Parmi ceux qui ont regardé la séquence, qui m’ont soit téléphoné, soit écrit un message sur les réseaux sociaux ou par mail :

90% m’ont parlé du collier

Dans les 10% restants, certains n’avaient rien remarqué, ou avaient pris la séquence en cours ou encore n’ont pas osé en parler.

La moitié de ces 90% n’a pas du tout évoqué la raison pour laquelle j’étais interviewée, se focalisant uniquement sur ce malheureux bijoux cassé.

 

Attention, je parle seulement d’un collier qui tombe, pas d’une bombe qui explose, non. Juste un « petit truc anodin »…

Imaginez donc s’il s’était agit d’une panne d’électricité, ou d’une chute de l’orateur.

 

Que faire donc s’il vous arrive ce type de mésaventure ? Ça ne sert à rien que le nier, tout le monde a vu que votre chemisier devenait transparent sous les spots, que dans l’empressement vous avez mis votre robe à l’envers, que votre pantalon a craqué lorsque vous vous êtes baissé, que vous avez marché dans la boue en sortant de votre voiture, que le verre d’eau que vous venez de prendre en main n’a pas trouvé le chemin de votre bouche mais celui de votre chemise…

 

Faites preuve d’humour et d’humilité.

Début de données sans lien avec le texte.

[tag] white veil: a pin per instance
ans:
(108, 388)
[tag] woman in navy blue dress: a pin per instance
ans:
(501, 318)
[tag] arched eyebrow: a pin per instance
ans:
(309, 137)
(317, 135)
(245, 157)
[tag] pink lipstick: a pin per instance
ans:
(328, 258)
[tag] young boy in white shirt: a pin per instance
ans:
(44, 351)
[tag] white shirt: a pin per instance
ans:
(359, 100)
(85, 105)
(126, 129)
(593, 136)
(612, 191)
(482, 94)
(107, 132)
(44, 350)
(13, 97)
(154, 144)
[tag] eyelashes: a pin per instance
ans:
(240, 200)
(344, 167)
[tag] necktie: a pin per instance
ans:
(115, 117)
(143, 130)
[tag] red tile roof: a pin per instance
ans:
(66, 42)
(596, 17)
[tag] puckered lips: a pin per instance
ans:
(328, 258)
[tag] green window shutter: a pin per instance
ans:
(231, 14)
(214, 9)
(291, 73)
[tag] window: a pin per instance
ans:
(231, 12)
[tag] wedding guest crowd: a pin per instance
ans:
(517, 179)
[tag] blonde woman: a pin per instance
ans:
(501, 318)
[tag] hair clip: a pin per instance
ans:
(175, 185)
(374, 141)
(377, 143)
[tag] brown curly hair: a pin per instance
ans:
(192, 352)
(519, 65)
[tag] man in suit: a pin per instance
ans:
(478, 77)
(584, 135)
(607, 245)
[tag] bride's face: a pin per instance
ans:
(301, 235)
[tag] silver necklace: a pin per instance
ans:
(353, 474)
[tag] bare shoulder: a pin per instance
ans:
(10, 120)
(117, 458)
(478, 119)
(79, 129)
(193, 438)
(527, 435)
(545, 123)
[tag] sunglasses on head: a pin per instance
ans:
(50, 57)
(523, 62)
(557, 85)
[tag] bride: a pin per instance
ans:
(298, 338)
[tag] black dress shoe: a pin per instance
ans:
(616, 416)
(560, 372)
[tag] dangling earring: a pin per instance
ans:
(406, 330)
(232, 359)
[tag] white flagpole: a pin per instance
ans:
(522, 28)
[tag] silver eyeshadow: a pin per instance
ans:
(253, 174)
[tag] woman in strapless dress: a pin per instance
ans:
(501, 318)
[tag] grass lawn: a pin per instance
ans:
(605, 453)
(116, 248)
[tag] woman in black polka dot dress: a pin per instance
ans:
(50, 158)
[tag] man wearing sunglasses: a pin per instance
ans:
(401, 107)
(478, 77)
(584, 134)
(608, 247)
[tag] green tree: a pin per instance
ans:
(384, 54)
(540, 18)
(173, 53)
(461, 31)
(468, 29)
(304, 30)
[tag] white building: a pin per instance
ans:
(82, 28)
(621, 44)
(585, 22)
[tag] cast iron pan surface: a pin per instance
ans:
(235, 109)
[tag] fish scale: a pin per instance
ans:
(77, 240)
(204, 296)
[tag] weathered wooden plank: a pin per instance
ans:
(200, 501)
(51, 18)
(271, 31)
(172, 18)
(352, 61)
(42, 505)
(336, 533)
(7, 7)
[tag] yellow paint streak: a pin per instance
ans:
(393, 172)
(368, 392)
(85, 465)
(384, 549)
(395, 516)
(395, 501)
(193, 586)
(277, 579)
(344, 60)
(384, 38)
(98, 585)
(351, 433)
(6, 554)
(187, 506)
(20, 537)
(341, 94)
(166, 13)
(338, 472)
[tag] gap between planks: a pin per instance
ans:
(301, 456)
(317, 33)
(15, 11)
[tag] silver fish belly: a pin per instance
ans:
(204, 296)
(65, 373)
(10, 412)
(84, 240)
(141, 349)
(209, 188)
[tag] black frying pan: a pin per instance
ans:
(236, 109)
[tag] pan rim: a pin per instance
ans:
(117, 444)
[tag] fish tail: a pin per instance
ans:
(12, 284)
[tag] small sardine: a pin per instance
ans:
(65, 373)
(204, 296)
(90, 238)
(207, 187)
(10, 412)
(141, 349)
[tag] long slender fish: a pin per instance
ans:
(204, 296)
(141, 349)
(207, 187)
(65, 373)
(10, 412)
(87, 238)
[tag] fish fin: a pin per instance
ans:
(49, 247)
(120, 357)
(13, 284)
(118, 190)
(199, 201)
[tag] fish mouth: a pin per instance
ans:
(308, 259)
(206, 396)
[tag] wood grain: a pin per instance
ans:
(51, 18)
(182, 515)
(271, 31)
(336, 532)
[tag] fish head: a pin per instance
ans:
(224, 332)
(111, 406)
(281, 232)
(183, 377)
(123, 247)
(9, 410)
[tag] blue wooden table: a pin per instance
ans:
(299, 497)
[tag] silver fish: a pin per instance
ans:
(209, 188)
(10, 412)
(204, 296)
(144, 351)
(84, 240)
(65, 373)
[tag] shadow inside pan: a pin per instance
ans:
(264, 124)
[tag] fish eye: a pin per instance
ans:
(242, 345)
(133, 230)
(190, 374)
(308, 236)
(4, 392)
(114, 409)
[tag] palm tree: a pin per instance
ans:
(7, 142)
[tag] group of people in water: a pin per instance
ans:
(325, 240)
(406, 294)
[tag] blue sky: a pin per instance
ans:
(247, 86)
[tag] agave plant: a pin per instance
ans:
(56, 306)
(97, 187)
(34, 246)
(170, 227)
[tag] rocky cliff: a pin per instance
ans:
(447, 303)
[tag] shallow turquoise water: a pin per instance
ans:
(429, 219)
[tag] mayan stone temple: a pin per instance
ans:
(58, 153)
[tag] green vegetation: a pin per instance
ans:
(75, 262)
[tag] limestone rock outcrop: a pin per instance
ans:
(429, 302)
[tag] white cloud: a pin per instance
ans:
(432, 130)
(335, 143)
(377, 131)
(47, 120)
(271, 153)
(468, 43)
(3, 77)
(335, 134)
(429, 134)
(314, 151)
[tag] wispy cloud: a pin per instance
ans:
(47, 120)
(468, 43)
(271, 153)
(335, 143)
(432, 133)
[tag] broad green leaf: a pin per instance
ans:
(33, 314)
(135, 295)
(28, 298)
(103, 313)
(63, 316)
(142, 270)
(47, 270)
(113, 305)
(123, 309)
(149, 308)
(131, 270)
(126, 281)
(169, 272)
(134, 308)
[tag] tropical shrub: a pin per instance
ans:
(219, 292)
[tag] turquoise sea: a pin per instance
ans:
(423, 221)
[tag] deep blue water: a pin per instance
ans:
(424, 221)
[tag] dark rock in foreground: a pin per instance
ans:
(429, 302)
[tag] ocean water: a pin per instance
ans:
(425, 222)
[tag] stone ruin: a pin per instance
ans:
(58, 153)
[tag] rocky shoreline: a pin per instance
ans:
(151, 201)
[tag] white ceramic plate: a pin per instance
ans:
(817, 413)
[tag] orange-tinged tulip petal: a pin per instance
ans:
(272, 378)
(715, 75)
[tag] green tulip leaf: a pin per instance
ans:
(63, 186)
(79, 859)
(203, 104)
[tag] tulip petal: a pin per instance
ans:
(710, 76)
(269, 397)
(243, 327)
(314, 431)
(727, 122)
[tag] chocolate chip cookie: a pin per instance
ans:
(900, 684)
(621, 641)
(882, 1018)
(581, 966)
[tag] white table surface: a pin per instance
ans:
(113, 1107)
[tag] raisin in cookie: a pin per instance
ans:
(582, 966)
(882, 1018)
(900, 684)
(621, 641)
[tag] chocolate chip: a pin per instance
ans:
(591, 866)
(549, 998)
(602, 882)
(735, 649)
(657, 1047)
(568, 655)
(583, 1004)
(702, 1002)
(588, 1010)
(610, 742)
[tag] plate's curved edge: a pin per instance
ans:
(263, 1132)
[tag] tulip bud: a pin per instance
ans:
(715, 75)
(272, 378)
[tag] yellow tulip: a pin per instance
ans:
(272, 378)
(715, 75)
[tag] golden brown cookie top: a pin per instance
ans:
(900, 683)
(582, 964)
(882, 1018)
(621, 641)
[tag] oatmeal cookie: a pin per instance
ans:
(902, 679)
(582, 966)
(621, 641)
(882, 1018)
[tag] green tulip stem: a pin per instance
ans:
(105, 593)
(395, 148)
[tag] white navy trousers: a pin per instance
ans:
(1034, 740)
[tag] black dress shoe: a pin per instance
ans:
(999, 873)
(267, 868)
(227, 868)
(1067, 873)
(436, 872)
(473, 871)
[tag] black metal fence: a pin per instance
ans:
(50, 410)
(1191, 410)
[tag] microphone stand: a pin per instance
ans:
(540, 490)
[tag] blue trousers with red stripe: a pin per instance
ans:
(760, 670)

Riez-en avec le public. Rendez-le complice.

–       Depuis le temps que je porte des chemises blanches, je sais pourtant très bien qu’il faut éviter la Bolognaise.

–       J’étais tellement pressé de venir vous voir que la manche de ma veste a préféré sortir de la voiture toute seule.

–       J’ai mangé de l’ail ce midi pour être sûr que personne ne me pose aucune question de trop près.

–       Mon enthousiasme à l’idée de venir vous parler n’a pas chu en même temps que moi en montant les marches.

 

Vous dissiperez immédiatement tout malaise. Et bonus : on vous trouvera sympathique.